Development of neuropeptide agents continues to be unimpressive. Of the 13 in development, 9 failed to meet efficacy endpoints. Orvepitant, an NK1 antagonist, appeared to meet endpoint, but the Phase II trial was terminated due to possible risk of seizures [24]. Mifepristone trials are ongoing despite three failed studies. Trials using the V1b antagonist (AB-436) an opioid/buprenorphine agent (ALKS-5461) and a sigma-1 receptor agonist (cutamesine) appear to be ongoing and may provide a new avenue for success.

2.4 Neurotrophic factors

Neurogenic drugs continue to be developed; however, some of these drugs are not primarily neurogenic and have other mechanisms. As such, investigational agents with another main mechanism of action were placed in the respective table section. There are currently three drugs in development for their neurogenic properties including BCI-540, BCI-952 (melatonin and buspirone), BCI-224 (muscarinic receptor antagonist).

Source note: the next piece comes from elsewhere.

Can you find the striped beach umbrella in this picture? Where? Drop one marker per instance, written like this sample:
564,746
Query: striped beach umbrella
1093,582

The development program in MDD for rolipram has been discontinued.

2.5 Cytokines

There are five anti-inflammatory agents listed as possible antidepressants. Both infliximab and cimicoxib have completed their trials, and data are pending release. While losmapimod was discontinued due to a failed proof-of-concept study, pioglitazone, a drug FDA approved to treat diabetes, has reported positive Phase II results in a small RCT. Etanercept does not have any trials ongoing in an MDD sample, although a decrease in depression symptoms was observed in patients with rheumatoid arthritis and psoriasis [25,26].

2.6 Acetylcholine

The pursuit of an acetylcholine drug has yet to produce a viable agent. The first two Phase III flexible dose studies using mecamylamine failed and Pfizer's CP-601927 was discontinued due to lack of efficacy. Intravenous scopolamine has demonstrated efficacy [27,28], and the NIMH is spearheading three ongoing trials, although the method of delivery will limit its use. Sabcomeline (BCI-952) is a new agent, and Phase II trials have not yet begun.

3. Conclusion

Successes in antidepressant development over the past 3 years still reflect a refinement of monoaminergic targets: agomelatine combines 5HT2C antagonism with MT1 and MT2 agonism (approved since 2009); vilazodone acts as a 5HT1A partial agonist and 5HT reuptake inhibition (approved 2011 in US); and vortioxetine has affinity for 5HT1A,1B, 3 and 7 in addition to the serotonin transporter (US filing anticipated in 2012). Other recently approved drugs represent modifications to earlier antidepressants: Oleptro (trazodone XR) and Forfivo XL (bupropion 450 mg). While the amino acid targets still attract considerable interest, to date there are no obvious candidates for approval, and multiple attempts to demonstrate an antidepressant signal and a favorable safety profile with neuropeptides have failed.

Overall, antidepressant drug development has suffered from failure to establish valid biomarkers of response that may reflect subtypes of depression with distinct therapeutic targets. With better patient characterization, some of the previously failed investigated agents may have succeeded. Further research needs to bridge diagnostic specificity with alternative mechanisms of action in order to produce viable investigational compounds.

Declaration of interest

SH Kennedy has received honoraria or grant funding from AstraZeneca, Bristol-Meyers Squibb, Clera, Inc., Eli Lilly, GlaxoSmithKline, Lundbeck, Pfizer, Servier, and St. Jude Medical in the last 3 years. SJR has no disclosures to report.